A couple of dozen bishops recently read the book by Gil Rendle titled Countercultural and discussed it at some length at last week’s Conference of Bishops in Chicago. It’s one of the more helpful and hopeful books regarding the future of church, including institutional church, that I’ve read in some time.
If I were to boil down how I heard his message, it seemed to me to be similar to several scriptural texts—especially apocalyptic ones—in which the hearers found their faith life as they understood it either on the verge of collapse or even after collapse. That word was simply, “Hang in there. We are in the world but not of the world (countercultural) as the church. God is still up to something and about to do a new thing.”
What was new and has me pondering whether it’s just wishful thinking or actually so is Rendle’s assertion that no culture can survive without institutions. He is careful to distinguish institutions from organizations (which come and go), but institutions, he says, aren’t merely tolerable but necessary for the survival of culture—i.e., finding a way forward together with at least a minimum agreement as to what the rules are for the common good. The biggest enemy in recent generations is the rampant prioritization of the “I” to the detriment of the “we.”
Rendle believes that we are at a profound juncture that, if one studies history, one can somewhat predict. While I have (perhaps incorrectly) understood postmodernism and post-Christendom to be the death of all things institutional, Rendle points to several points in history (with the 1870s being the most recent) for which culture descends into complete chaos and subjectivity—the deification of the “I” and demonization of institutional norms that squelch the “I,” and fueled by deconstructionists who may be sincere but have no replacement plan. Hey, I can take a computer apart, but I don’t know how to put it back together.
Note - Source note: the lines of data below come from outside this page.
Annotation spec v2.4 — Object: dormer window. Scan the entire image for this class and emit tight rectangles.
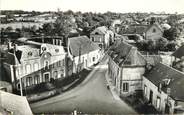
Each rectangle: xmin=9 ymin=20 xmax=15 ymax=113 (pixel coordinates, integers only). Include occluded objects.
xmin=42 ymin=47 xmax=46 ymax=52
xmin=162 ymin=78 xmax=171 ymax=86
xmin=28 ymin=51 xmax=32 ymax=56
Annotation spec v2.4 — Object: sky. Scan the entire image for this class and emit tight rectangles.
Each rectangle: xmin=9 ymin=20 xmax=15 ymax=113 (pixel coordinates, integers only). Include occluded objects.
xmin=1 ymin=0 xmax=184 ymax=14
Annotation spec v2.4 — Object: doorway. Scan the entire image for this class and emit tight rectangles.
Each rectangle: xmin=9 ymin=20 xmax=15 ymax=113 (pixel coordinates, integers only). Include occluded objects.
xmin=165 ymin=103 xmax=170 ymax=114
xmin=44 ymin=73 xmax=50 ymax=82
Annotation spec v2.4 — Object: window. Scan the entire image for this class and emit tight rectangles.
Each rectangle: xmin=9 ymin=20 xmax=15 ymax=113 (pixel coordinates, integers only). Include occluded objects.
xmin=153 ymin=28 xmax=156 ymax=33
xmin=83 ymin=57 xmax=85 ymax=63
xmin=25 ymin=64 xmax=31 ymax=74
xmin=123 ymin=82 xmax=129 ymax=92
xmin=92 ymin=37 xmax=94 ymax=41
xmin=99 ymin=44 xmax=102 ymax=49
xmin=53 ymin=71 xmax=58 ymax=79
xmin=62 ymin=60 xmax=65 ymax=66
xmin=44 ymin=60 xmax=49 ymax=70
xmin=16 ymin=68 xmax=20 ymax=76
xmin=158 ymin=83 xmax=162 ymax=93
xmin=34 ymin=75 xmax=40 ymax=84
xmin=156 ymin=96 xmax=161 ymax=109
xmin=26 ymin=77 xmax=32 ymax=86
xmin=144 ymin=85 xmax=147 ymax=95
xmin=33 ymin=63 xmax=39 ymax=71
xmin=99 ymin=38 xmax=102 ymax=42
xmin=93 ymin=57 xmax=95 ymax=62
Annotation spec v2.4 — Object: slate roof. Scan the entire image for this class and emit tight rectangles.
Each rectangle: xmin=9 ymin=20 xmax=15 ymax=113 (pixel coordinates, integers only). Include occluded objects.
xmin=124 ymin=24 xmax=148 ymax=34
xmin=146 ymin=23 xmax=164 ymax=33
xmin=68 ymin=36 xmax=100 ymax=57
xmin=172 ymin=45 xmax=184 ymax=59
xmin=7 ymin=39 xmax=66 ymax=64
xmin=145 ymin=63 xmax=184 ymax=101
xmin=124 ymin=23 xmax=164 ymax=35
xmin=109 ymin=41 xmax=146 ymax=66
xmin=17 ymin=42 xmax=66 ymax=59
xmin=91 ymin=26 xmax=108 ymax=35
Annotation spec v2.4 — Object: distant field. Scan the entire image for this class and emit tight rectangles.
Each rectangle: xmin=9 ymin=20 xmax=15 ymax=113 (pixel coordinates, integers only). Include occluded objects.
xmin=0 ymin=22 xmax=43 ymax=30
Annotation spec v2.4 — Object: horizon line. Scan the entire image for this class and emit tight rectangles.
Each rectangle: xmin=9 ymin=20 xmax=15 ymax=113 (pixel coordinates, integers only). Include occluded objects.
xmin=1 ymin=9 xmax=183 ymax=15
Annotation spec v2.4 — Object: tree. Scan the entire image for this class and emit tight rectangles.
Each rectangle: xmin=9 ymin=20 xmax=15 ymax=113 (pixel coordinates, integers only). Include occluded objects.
xmin=5 ymin=26 xmax=13 ymax=32
xmin=163 ymin=27 xmax=179 ymax=41
xmin=146 ymin=39 xmax=156 ymax=52
xmin=166 ymin=42 xmax=176 ymax=51
xmin=150 ymin=17 xmax=156 ymax=25
xmin=42 ymin=23 xmax=55 ymax=36
xmin=54 ymin=14 xmax=77 ymax=47
xmin=156 ymin=37 xmax=168 ymax=51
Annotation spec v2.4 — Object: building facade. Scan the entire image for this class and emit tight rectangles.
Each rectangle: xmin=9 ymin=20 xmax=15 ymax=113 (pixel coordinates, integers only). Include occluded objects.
xmin=108 ymin=41 xmax=146 ymax=97
xmin=3 ymin=41 xmax=67 ymax=90
xmin=68 ymin=36 xmax=101 ymax=73
xmin=90 ymin=26 xmax=111 ymax=49
xmin=143 ymin=63 xmax=184 ymax=114
xmin=145 ymin=23 xmax=163 ymax=40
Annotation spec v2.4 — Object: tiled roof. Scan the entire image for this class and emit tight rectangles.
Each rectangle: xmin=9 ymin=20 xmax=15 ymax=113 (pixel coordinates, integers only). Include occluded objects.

The good news, says Rendle, is that thus far when cultural institutions have become so disjointed and distrusted (and perhaps corrupt) in self-preservation, while the result could be chaos or cultural annihilation, it also drives people back to corporate values and norms and institutions that carry and perpetuate them. Rendle makes a good and hopeful case similar to that of the hymn, “Canticle of the Turning.” The world is about to turn. The pendulum has reached a precarious apex and is on the verge of swinging the other way. Desperate voices on either end of the polarized spectrum are trying in vain to “win,” but it is the simple word of the Gospel, counterculturally, to which people will be drawn. Common good can never be achieved at either end of the culture wars spectrum but only in complexity. There is no utopia on either end of that spectrum. The book of Acts shows us that from the beginning, the countercultural church has itself—think Peter and Paul—not been of one mind but has found common values as the way to move forward.
I’m not really doing justice to the book in this simplified (and through my own filters) synopsis, but again, I can’t help but think Rendle is on to something. So as Rendle urges, I say to you, “Hang in there. Don’t be afraid to speak a countercultural word that is the Gospel.” That is our identity and truth and hope, whether the culture responds affirmatively or not. But institutions, human and fallible though they are, are necessary. When the culture wars dust settles and we’ve grown weary of all the ways church strives to be “relevant” in cultural terms, we will find our stride and purpose and hope again as church by continuing to tell—and enact—the old, old story of Jesus and his love.